The street became a space to express shared feelings of grief, hope and encouragement during lockdown —street art, chalk drawings on footpaths and window installations of teddy bears appeared. Inside homes we saw a rise in art and crafts activities. Makers also turned their skills to PPE, creating face masks and gowns for medical professionals.
Not everyone has been able to creatively respond during lockdown, but Victorians have been resourceful and imaginative in this crisis. Art has proved crucial for the mental health, education, and economic wellbeing of Victorian communities.
Remembering, celebrating and sharing during COVID-19
Our lives changed almost overnight with the first reports of COVID-19 in Australia. The physical closeness that bonded our families and communities is no longer possible.

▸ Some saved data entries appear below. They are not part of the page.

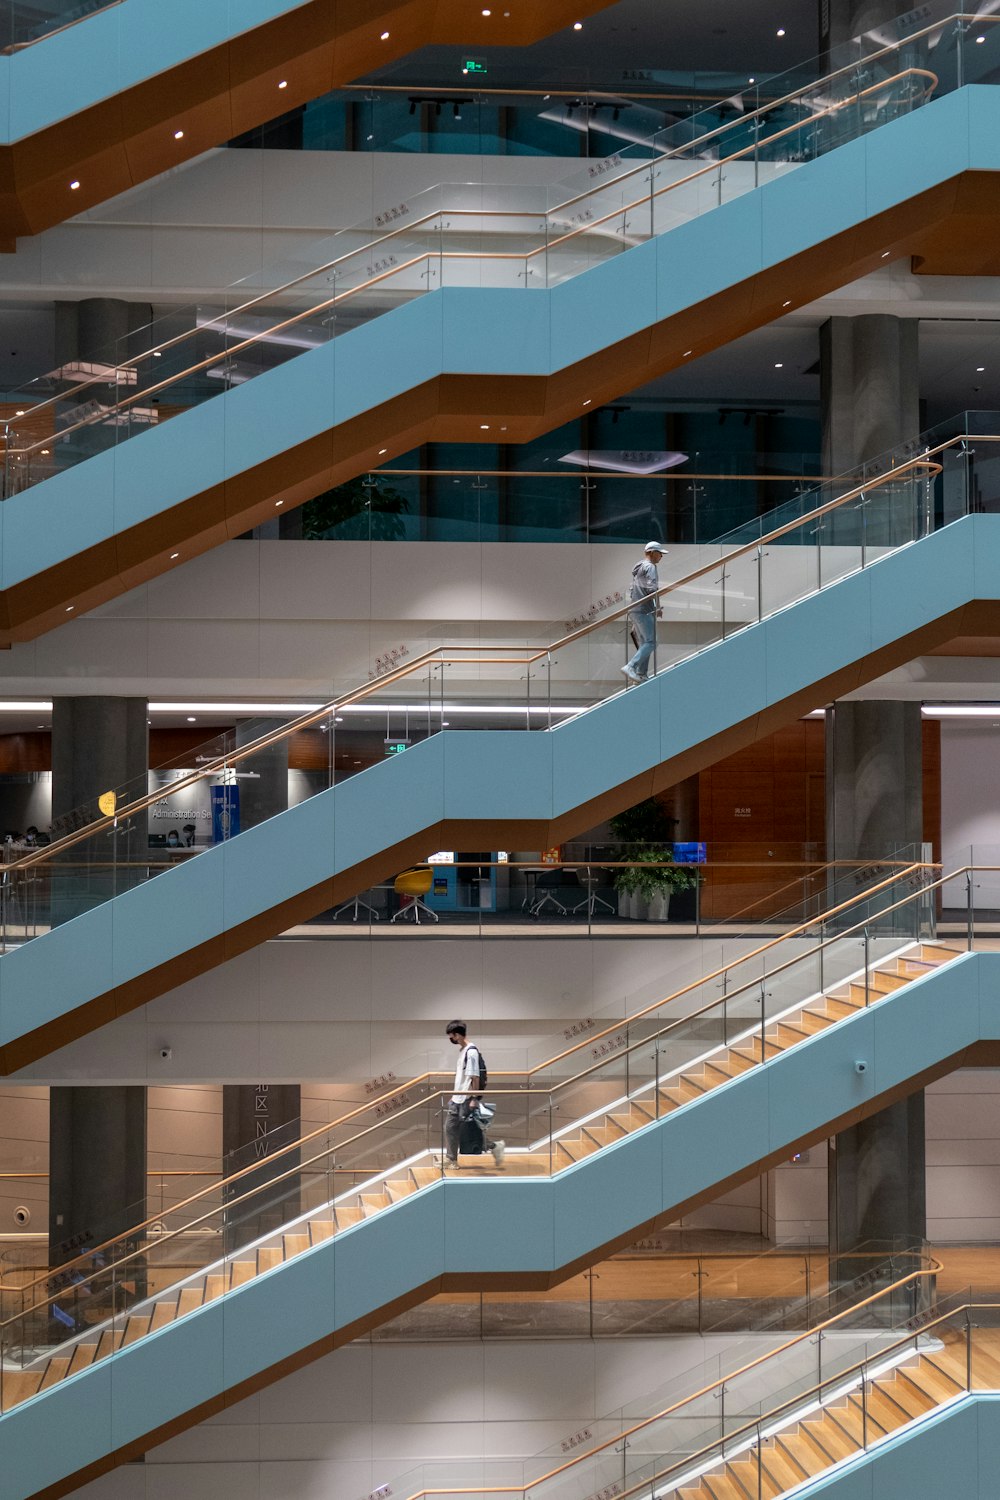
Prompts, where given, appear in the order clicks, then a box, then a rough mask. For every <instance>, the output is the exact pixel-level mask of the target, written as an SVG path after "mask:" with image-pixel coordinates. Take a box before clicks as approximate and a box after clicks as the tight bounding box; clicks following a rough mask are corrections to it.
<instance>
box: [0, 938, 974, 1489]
mask: <svg viewBox="0 0 1000 1500" xmlns="http://www.w3.org/2000/svg"><path fill="white" fill-rule="evenodd" d="M958 954H960V950H958V948H952V947H949V945H948V944H924V942H922V944H913V945H907V947H906V950H903V951H901V953H897V954H894V956H892V957H891V959H886V960H885V962H882V963H879V965H877V966H876V968H873V969H871V971H870V972H868V986H867V987H865V978H864V974H861V975H856V977H852V978H849V980H846V981H844V983H841V984H838V986H835V987H832V989H831V990H829V992H823V993H819V995H816V996H814V998H811V999H810V1001H807V1002H805V1004H802V1005H796V1007H795V1008H792V1010H789V1011H787V1013H784V1014H781V1016H780V1017H777V1019H775V1020H772V1022H771V1023H769V1025H766V1026H765V1031H763V1049H765V1055H766V1061H772V1059H775V1058H777V1056H780V1055H781V1053H786V1052H789V1050H790V1049H795V1047H798V1046H799V1044H801V1043H804V1041H807V1040H810V1038H813V1037H817V1035H819V1034H822V1032H825V1031H826V1029H829V1028H831V1026H835V1025H837V1023H838V1022H841V1020H844V1019H846V1017H850V1016H855V1014H858V1013H859V1011H864V1010H865V1001H868V1007H877V1005H879V1002H880V1001H883V999H885V998H888V996H891V995H895V993H897V992H898V990H901V989H904V987H906V986H907V984H910V983H913V981H915V980H918V978H922V977H925V975H928V974H933V972H934V971H937V969H942V968H943V966H945V965H948V963H949V962H952V960H954V959H957V957H958ZM741 1025H742V1031H741V1034H739V1035H738V1037H736V1038H735V1040H733V1041H732V1043H730V1044H727V1046H723V1047H717V1049H712V1050H709V1052H706V1053H705V1056H702V1058H699V1059H697V1061H696V1062H694V1064H691V1065H688V1067H685V1068H684V1070H681V1071H676V1073H672V1074H667V1076H666V1077H664V1079H661V1080H658V1083H655V1085H654V1083H648V1085H643V1086H640V1088H637V1089H636V1091H634V1092H633V1094H628V1095H625V1097H622V1098H619V1100H616V1101H615V1103H613V1104H610V1106H607V1107H604V1109H603V1110H598V1112H595V1113H594V1115H592V1116H591V1118H588V1119H585V1121H583V1122H579V1124H574V1125H571V1127H567V1128H562V1130H559V1131H558V1133H555V1134H553V1136H552V1139H544V1140H537V1142H534V1143H532V1145H529V1146H528V1148H526V1149H523V1151H520V1149H516V1148H514V1149H511V1151H508V1154H507V1157H505V1161H504V1164H502V1166H499V1167H498V1166H496V1164H495V1163H493V1158H492V1157H490V1155H484V1157H460V1158H459V1166H457V1167H442V1164H441V1160H439V1157H436V1155H435V1154H433V1152H429V1151H418V1152H415V1154H412V1155H409V1157H408V1160H406V1161H405V1163H403V1164H400V1166H399V1167H394V1169H388V1170H385V1172H382V1173H379V1175H376V1176H375V1178H370V1179H369V1181H367V1182H363V1184H360V1185H357V1187H354V1188H351V1190H349V1191H346V1193H342V1194H339V1196H337V1197H334V1200H333V1202H331V1203H328V1205H322V1206H321V1208H315V1209H310V1211H307V1212H306V1214H304V1215H301V1217H300V1218H297V1220H295V1221H294V1223H291V1224H286V1226H283V1227H282V1229H280V1230H277V1232H274V1233H271V1235H268V1236H265V1238H264V1239H262V1241H261V1242H258V1244H256V1245H250V1247H247V1248H246V1250H241V1251H234V1254H232V1256H231V1257H228V1259H226V1260H225V1262H222V1263H216V1265H211V1266H208V1268H205V1269H204V1271H196V1272H193V1274H192V1275H189V1277H186V1278H184V1280H183V1281H181V1283H180V1284H177V1286H174V1287H171V1289H169V1290H165V1292H160V1293H154V1295H153V1296H148V1298H147V1299H144V1301H142V1304H141V1305H136V1307H133V1308H132V1310H129V1311H127V1313H118V1314H117V1316H115V1317H114V1319H112V1320H109V1325H99V1326H94V1328H91V1329H87V1331H85V1332H81V1334H79V1335H76V1337H75V1338H73V1340H72V1341H67V1343H66V1344H64V1346H60V1347H58V1349H57V1350H55V1352H52V1353H49V1355H43V1356H39V1358H36V1359H28V1361H25V1365H24V1368H22V1370H10V1368H4V1370H3V1371H1V1374H0V1397H1V1400H3V1410H4V1412H9V1410H12V1409H13V1407H16V1406H19V1404H21V1403H22V1401H25V1400H28V1398H30V1397H34V1395H37V1394H40V1392H45V1391H48V1389H51V1388H52V1386H55V1385H58V1383H60V1382H61V1380H64V1379H66V1377H67V1376H73V1374H78V1373H79V1371H81V1370H84V1368H85V1367H87V1365H93V1364H97V1362H99V1361H102V1359H106V1358H108V1356H109V1355H112V1353H114V1352H115V1350H120V1349H126V1347H127V1346H130V1344H133V1343H136V1341H138V1340H142V1338H145V1335H147V1334H153V1332H156V1331H159V1329H163V1328H165V1326H168V1325H169V1323H172V1322H175V1320H177V1319H183V1317H186V1316H187V1314H189V1313H193V1311H196V1310H198V1308H201V1307H204V1305H207V1304H210V1302H213V1301H216V1299H217V1298H220V1296H223V1295H225V1293H226V1292H229V1290H234V1289H238V1287H244V1286H246V1284H247V1283H250V1281H253V1280H255V1278H256V1277H261V1275H264V1274H265V1272H271V1271H276V1269H277V1268H280V1266H282V1265H285V1263H286V1262H291V1260H295V1259H297V1257H300V1256H303V1254H304V1253H306V1251H309V1250H312V1248H315V1247H318V1245H321V1244H322V1242H325V1241H330V1239H333V1238H336V1236H339V1235H342V1233H343V1232H346V1230H355V1229H357V1227H358V1226H360V1224H363V1223H364V1221H367V1220H372V1218H378V1215H381V1214H382V1211H384V1209H388V1208H391V1206H393V1205H396V1203H399V1202H402V1200H403V1199H408V1197H411V1196H414V1194H417V1193H421V1191H423V1190H426V1188H432V1187H433V1185H435V1184H438V1182H439V1181H441V1178H442V1176H445V1178H450V1179H454V1178H459V1179H462V1178H466V1179H468V1178H526V1176H528V1178H537V1176H549V1175H550V1173H552V1175H556V1173H561V1172H564V1170H567V1169H570V1167H576V1166H577V1164H580V1163H583V1161H585V1160H586V1158H588V1157H591V1155H594V1154H595V1152H600V1151H603V1149H604V1148H607V1146H613V1145H615V1143H616V1142H621V1140H624V1139H625V1137H627V1136H630V1134H633V1133H634V1131H639V1130H643V1128H645V1127H648V1125H651V1124H652V1122H654V1121H657V1119H663V1118H664V1116H667V1115H670V1113H673V1112H675V1110H679V1109H684V1107H685V1106H688V1104H691V1103H696V1101H697V1100H702V1098H705V1097H706V1095H709V1094H711V1092H712V1091H715V1089H718V1088H721V1086H723V1085H727V1083H733V1082H735V1080H738V1079H739V1077H742V1076H744V1074H747V1073H753V1071H756V1068H757V1067H759V1064H760V1059H762V1037H760V1032H759V1029H750V1028H747V1026H745V1023H741ZM612 1091H613V1080H612ZM384 1124H385V1125H387V1127H394V1124H396V1122H394V1121H385V1122H384ZM403 1149H405V1148H403ZM145 1251H147V1254H148V1256H150V1272H148V1274H150V1278H151V1277H154V1275H156V1269H154V1251H156V1241H148V1242H147V1244H145ZM132 1254H133V1256H136V1254H138V1253H132ZM109 1269H111V1268H108V1271H103V1272H97V1274H96V1275H94V1281H96V1290H99V1289H100V1281H102V1278H106V1277H108V1274H109ZM166 1269H168V1268H166ZM123 1271H124V1266H123V1268H121V1271H120V1272H118V1284H121V1275H123ZM54 1301H55V1304H58V1302H60V1301H64V1299H60V1298H58V1296H57V1298H55V1299H54ZM43 1308H45V1305H43V1304H39V1305H37V1307H36V1308H34V1310H33V1311H30V1313H28V1314H27V1317H28V1319H31V1317H34V1319H37V1317H40V1316H43ZM25 1343H28V1338H27V1337H25ZM886 1410H888V1409H886ZM883 1415H885V1413H883ZM901 1421H903V1418H901ZM834 1440H835V1428H831V1442H834ZM775 1463H778V1460H775ZM708 1493H709V1491H706V1494H708ZM720 1494H729V1491H720Z"/></svg>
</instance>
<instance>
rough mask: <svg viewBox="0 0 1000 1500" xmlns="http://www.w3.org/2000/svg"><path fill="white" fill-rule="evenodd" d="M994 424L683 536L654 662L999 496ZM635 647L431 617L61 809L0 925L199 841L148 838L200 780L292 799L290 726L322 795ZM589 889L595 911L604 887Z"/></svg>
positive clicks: (49, 904)
mask: <svg viewBox="0 0 1000 1500" xmlns="http://www.w3.org/2000/svg"><path fill="white" fill-rule="evenodd" d="M931 437H933V435H931ZM999 441H1000V435H993V434H984V432H978V434H976V437H975V443H973V441H972V440H970V438H969V437H967V435H963V437H946V438H943V440H942V441H940V443H925V441H922V440H918V441H915V443H913V444H909V446H907V450H906V452H900V453H894V455H889V456H886V458H885V459H882V460H877V462H874V463H871V465H867V466H865V469H864V471H862V474H861V477H859V475H846V477H844V478H841V480H835V481H825V483H823V484H820V486H817V487H816V489H813V490H810V492H808V493H807V495H802V496H798V498H796V499H795V501H789V502H786V504H783V505H780V507H778V508H777V510H775V511H771V513H769V514H768V516H763V517H760V519H759V520H756V522H754V523H753V525H745V526H741V528H738V531H735V532H732V534H729V535H726V537H721V538H720V540H718V541H714V543H708V544H703V546H699V547H690V549H685V553H684V558H682V559H681V562H679V564H675V567H673V570H672V565H670V559H669V558H667V559H664V562H663V564H661V568H663V571H661V589H660V606H661V613H663V619H661V622H660V624H658V628H657V648H655V654H654V663H652V664H654V669H655V670H663V669H666V667H669V666H673V664H675V663H678V661H682V660H687V658H690V657H693V655H697V652H699V651H702V649H703V648H706V646H711V645H715V643H718V642H723V640H726V639H727V637H730V636H732V634H736V633H739V631H741V630H745V628H748V627H750V625H753V624H756V622H757V621H760V619H763V618H766V616H769V615H771V613H774V612H775V610H780V609H787V607H789V606H790V604H795V603H798V601H799V600H802V598H807V597H810V595H811V594H816V592H817V591H820V589H822V588H825V586H829V585H831V583H835V582H838V580H840V579H843V577H846V576H849V574H852V573H855V571H858V570H861V568H865V567H871V565H876V564H877V562H880V561H882V559H883V558H886V556H889V555H891V553H894V552H897V550H900V549H901V547H906V546H910V544H912V543H915V541H918V540H921V538H922V537H924V535H927V534H930V532H931V531H934V529H937V528H940V526H942V525H946V523H949V522H951V520H954V519H957V517H958V516H963V514H970V513H978V511H984V510H991V508H994V507H996V504H997V492H996V483H997V478H1000V466H999V465H997V463H996V462H994V460H993V456H994V453H996V452H1000V450H999V449H997V443H999ZM672 571H673V576H672ZM633 646H634V637H633V633H631V628H630V618H628V604H618V606H616V607H612V609H607V610H601V612H600V613H597V616H595V618H592V619H591V621H589V622H586V624H582V625H577V627H574V628H573V630H570V631H568V633H567V631H565V622H564V621H558V622H547V624H544V622H543V624H532V622H525V625H523V627H520V628H514V630H511V631H510V634H507V636H505V637H499V639H498V637H492V639H484V637H483V636H480V639H475V640H468V639H466V640H462V642H459V643H453V645H441V643H439V637H435V636H433V634H427V636H424V637H423V639H420V637H414V639H412V642H411V646H408V648H406V651H405V652H403V654H397V655H394V657H391V658H387V660H381V661H379V663H378V666H376V670H375V672H372V670H370V669H369V667H367V663H358V669H357V673H355V675H354V681H352V682H351V681H349V679H346V681H343V684H342V690H340V693H339V696H337V697H336V699H334V700H333V702H331V703H328V705H324V706H322V708H319V709H313V711H309V712H306V714H301V715H298V717H295V718H292V720H285V721H276V720H273V718H271V720H265V718H262V720H259V721H253V720H249V721H241V723H240V724H238V726H237V727H235V729H226V730H225V732H222V733H219V735H216V736H214V738H213V739H210V741H208V742H205V744H204V745H201V747H198V748H196V750H193V751H186V753H184V754H183V756H181V757H180V759H178V762H175V763H174V765H165V766H160V768H157V771H156V784H154V787H151V781H150V778H148V775H147V777H142V778H139V780H138V781H136V783H132V784H126V786H120V787H109V789H108V790H106V793H103V796H102V799H100V801H99V802H97V801H94V802H93V804H88V805H84V807H81V808H76V810H73V811H70V813H67V814H64V816H61V817H60V819H57V822H55V823H54V826H52V835H54V840H55V841H54V843H52V844H51V846H49V847H46V849H43V850H33V852H27V850H18V849H13V847H9V849H7V850H6V852H7V856H9V862H7V864H6V865H4V867H3V870H1V873H0V927H1V929H3V932H4V933H6V939H7V942H18V941H21V942H22V941H27V939H28V938H31V936H33V935H37V933H39V932H42V930H45V929H46V927H48V926H52V924H58V922H61V921H66V919H67V918H70V916H75V915H79V913H81V912H84V910H88V909H91V907H94V906H99V904H102V903H103V901H106V900H111V898H114V897H115V895H117V894H121V892H123V891H127V889H132V888H133V886H136V885H141V883H144V882H145V880H148V879H150V876H153V874H163V873H166V874H169V870H171V867H172V865H174V864H177V862H183V861H186V859H187V858H192V856H198V855H199V852H201V850H199V849H198V847H195V849H169V847H166V846H165V847H162V849H156V852H153V850H151V847H150V844H151V841H153V837H154V835H156V837H157V838H159V837H162V835H159V834H157V828H162V826H163V820H166V823H169V825H172V826H174V829H175V828H177V825H183V823H186V822H189V820H190V819H189V817H186V816H184V814H186V811H187V807H186V799H187V798H190V796H192V795H193V792H195V789H198V795H199V796H204V793H205V790H207V792H208V798H210V801H211V826H213V841H214V843H219V841H223V840H226V838H229V837H238V834H240V832H243V831H246V829H247V828H252V826H256V825H259V823H261V822H264V820H267V819H268V817H271V816H276V814H277V813H280V811H282V810H285V808H286V805H288V789H286V756H288V745H289V744H292V742H298V744H307V745H309V747H310V756H312V765H313V771H310V774H309V778H307V781H303V784H301V787H300V790H301V795H303V796H312V795H318V793H319V792H322V790H327V789H330V787H333V786H334V784H337V783H339V781H342V780H345V778H346V777H351V775H354V774H366V771H369V769H372V768H373V765H375V760H376V759H385V756H387V753H388V750H391V751H394V753H399V751H400V750H402V751H408V750H409V748H412V747H414V745H418V744H420V742H421V741H424V739H429V738H430V736H432V735H436V733H438V732H441V730H442V729H469V727H475V729H489V730H490V732H493V730H507V732H510V730H529V732H549V730H556V732H558V730H559V727H561V726H564V724H565V723H567V721H568V720H571V718H573V717H574V715H576V714H579V712H586V711H588V709H589V708H591V706H594V705H595V703H598V702H601V700H604V699H607V697H610V696H612V694H615V693H618V691H622V690H631V688H624V684H622V667H624V663H625V661H627V660H628V657H630V655H631V652H633ZM468 703H474V705H475V715H471V712H466V709H465V705H468ZM453 714H454V717H451V715H453ZM358 736H361V738H358ZM457 742H459V744H460V741H457ZM358 751H360V753H358ZM163 844H166V840H163ZM202 847H204V846H202ZM586 873H588V871H586V870H585V874H586ZM591 873H592V871H591ZM553 894H555V892H553ZM604 900H607V897H604ZM555 901H556V904H562V906H565V904H567V903H559V900H558V895H555ZM580 904H583V903H580ZM609 904H612V903H609ZM586 906H588V916H592V915H594V913H595V910H597V904H594V906H591V903H589V900H588V903H586Z"/></svg>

Among our greatest challenges has been the prohibition of gatherings to mark milestones in our lives: births, birthdays, graduations, marriages and even funerals. The simple act of hugging someone, holding a hand or an arm around a shoulder, is no longer possible.
And more public moments for reflection and remembrance are also interrupted: Anzac Day, May Day, International Museum Day—and many more to come. Occasions of special significance for communities of belief, such as Passover, Easter and Ramadan are being commemorated in new, physically distant, ways.
Our need for connection, and the sharing of joys as well as sorrows, is strong. The happiest moments of pandemic isolation have come from birthday parties in front gardens, shouts of joy and laughter from loved ones in the street, and kisses sent through glass windows to grandparents.
One of the earliest and most potent symbols of Victorians’ response to the COVID-19 pandemic was supermarket shelves stripped bare. Toilet paper, hand sanitiser, pasta, flour— products flew off shelves faster than they could be restocked.
Panic buying is one particular response to coping with the fear and uncertainty created by a pandemic. The effects are exacerbated by fear of missing out and a herd mentality. Sometimes panic buying satisfies a functional need and makes some sense— more people are at home baking and so buying flour. There are also times it doesn’t make sense: do you really need 100 rolls of toilet paper for a possible two to four week lockdown?
Shortages in an array of other products quickly followed the great toilet paper crisis. Gym and office equipment flew out the door, along with vegetable seeds and DIY products.
In response, many businesses have worked to quickly provide alternative supply chains. We’ve seen farmers delivering produce directly, McDonald’s offering drive-through eggs and milk, and Bunnings selling gym equipment.
The start of 2020 was horrendous for many rural producers in Victoria. Many were affected by the massive bushfires across the state, but they were looking forward to a better rest of the year to make up the shortfall.
This photo of empty shelves in the toilet paper and nappy aisle of a Woolworths supermarket was taken during the COVID-19 pandemic. It references the toilet paper panic buying happening around the world.